Страница 11 из 39
— Заявление? Да ты что? — громко и удивленно вдруг заговорил совсем было примолкший печник. — Да ты же из возраста вышел! Твой год не берут.
— Добровольцем возьмут. Не станут брать — добьюсь, — спокойно ответил Валерьян Петрович.
— А школа? А ребят учить?
— Поучат пока другие. Те, кто и в самом деле не могут воевать.
— Ишь ты! Они, значит, не могут, а ты сможешь. Ты у нас вояка, без малого Суворов… — горько усмехнулся Бабашкин.
— Что же, что не Суворов?
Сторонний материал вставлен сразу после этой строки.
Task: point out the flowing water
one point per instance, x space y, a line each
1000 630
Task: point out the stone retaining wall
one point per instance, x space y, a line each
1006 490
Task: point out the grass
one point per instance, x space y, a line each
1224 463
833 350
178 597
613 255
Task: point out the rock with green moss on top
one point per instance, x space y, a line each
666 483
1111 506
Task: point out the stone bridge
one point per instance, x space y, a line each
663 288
Если надо, смогу, — все так же спокойно сказал Валерьян Петрович. А я представил себе, как он, толстый, лысый, с одышкой, будет выглядеть в солдатской пилотке, в зеленой стеганке с ремнем. Мне стало грустно.
Сразу увиделось и другое: школа без нашего директора. Вернее, я попытался представить это, да не смог. Ну не смог — и все! Ведь всю свою жизнь я знал: если школа, то это значит и Валерьян Петрович. Если Валерьян Петрович, то это значит и школа. Одно без другого никогда не существовало и существовать не может, по крайней мере для меня…
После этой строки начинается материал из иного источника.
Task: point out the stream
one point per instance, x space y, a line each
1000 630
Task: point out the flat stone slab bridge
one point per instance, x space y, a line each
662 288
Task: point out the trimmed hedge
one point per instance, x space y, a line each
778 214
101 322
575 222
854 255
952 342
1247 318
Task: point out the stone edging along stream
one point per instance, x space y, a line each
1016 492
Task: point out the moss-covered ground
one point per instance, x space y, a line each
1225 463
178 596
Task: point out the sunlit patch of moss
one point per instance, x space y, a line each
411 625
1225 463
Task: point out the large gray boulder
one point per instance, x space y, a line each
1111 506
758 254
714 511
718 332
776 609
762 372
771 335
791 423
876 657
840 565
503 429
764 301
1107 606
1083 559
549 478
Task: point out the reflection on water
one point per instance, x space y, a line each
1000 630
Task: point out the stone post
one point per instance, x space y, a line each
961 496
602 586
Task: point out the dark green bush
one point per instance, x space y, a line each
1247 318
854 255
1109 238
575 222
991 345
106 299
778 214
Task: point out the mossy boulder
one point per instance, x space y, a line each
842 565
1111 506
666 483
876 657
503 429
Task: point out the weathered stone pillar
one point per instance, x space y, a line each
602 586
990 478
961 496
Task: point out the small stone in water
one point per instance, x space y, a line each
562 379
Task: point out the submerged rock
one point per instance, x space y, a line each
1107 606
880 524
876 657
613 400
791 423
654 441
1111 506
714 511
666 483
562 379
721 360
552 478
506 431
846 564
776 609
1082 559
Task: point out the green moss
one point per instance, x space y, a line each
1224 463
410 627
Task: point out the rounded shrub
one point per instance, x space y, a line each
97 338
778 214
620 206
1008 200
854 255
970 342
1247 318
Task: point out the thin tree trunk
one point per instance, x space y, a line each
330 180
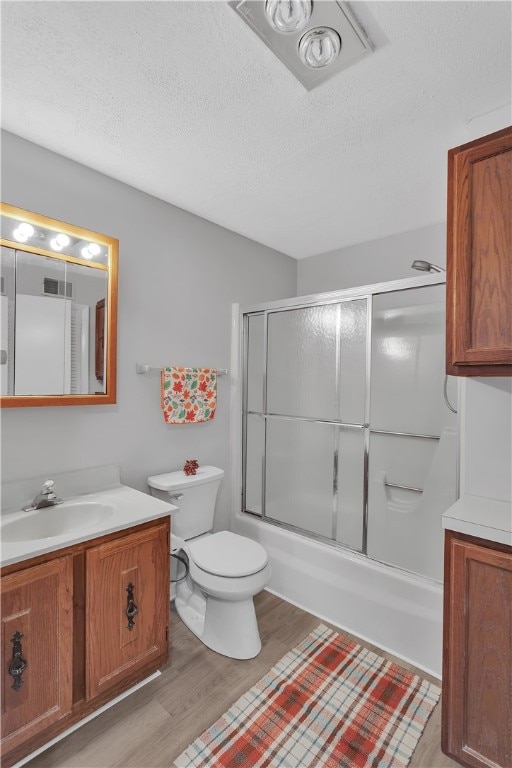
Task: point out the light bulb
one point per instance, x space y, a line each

Я так задумался, что перестал слушать, о чем говорят дальше; только вижу, старики Бабашкины делают друг другу какие-то знаки, перемигиваются и все поглядывают на Тоню. Потом тетка Евстолия наклонилась к печнику и давай что-то нашептывать ему на ухо. Она шепчет, а печник слушает, потряхивает головой. Видно, что со старухой он в чем-то согласен.
И вот она выпрямилась и велит старику:
— Сказывай. Не тяни, сказывай!
Старик еще раз кивнул, расправил ершистые усы, переложил шапку из одной руки в другую и говорит:
— Петрович, послушай-ка… Вот мы со старухой пошептались и надумали: не взять ли нам Тонюшку-то к себе? Ну что ей, в самом деле, в приют идти? У нас ей будет не хуже. Сам знаешь, нам не впервой.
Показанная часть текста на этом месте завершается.